Gift-exchange in Society and the Social Integration of Refugees: Evidence from a Field, a Laboratory, and a Survey Experiment
in: IWH Discussion Papers, Nr. 17, 2019
Refugee integration requires broad support from the host society, but only a minority of the host population is actively engaged. Given that most individuals reciprocate kind behaviour, we examine the idea that the proportion of supporters will increase as a reciprocal response to refugees’ contributions to society through volunteering. Our nationwide survey experiment shows that citizens’ intentions to contribute time and money rise significantly when they learn about refugees’ pro-social activities. Importantly, this result holds for individuals who have not been in contact with refu-gees. We complement this investigation with experiments in the lab and the field that confirm our findings for actual behaviour.

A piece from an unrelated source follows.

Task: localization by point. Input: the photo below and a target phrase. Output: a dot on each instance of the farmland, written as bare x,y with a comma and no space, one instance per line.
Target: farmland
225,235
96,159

Crowdsourced Innovation: How Community Managers Affect Crowd Activities
in: IWH Discussion Papers, Nr. 13, 2018
In this study, we investigate whether and to what extent community managers in online collaborative communities can stimulate crowd activities through their engagement. Using a novel data set of 22 large online idea crowdsourcing campaigns, we find that active engagement of community managers positively affects crowd activities in an inverted U-shaped manner. Moreover, we evidence that intellectual stimulation by managers increases community participation, while individual consideration of users has no impact on user activities. Finally, the data reveal that community manager activities that require more effort, such as media file uploads instead of simple written comments, have a larger effect on crowd participation.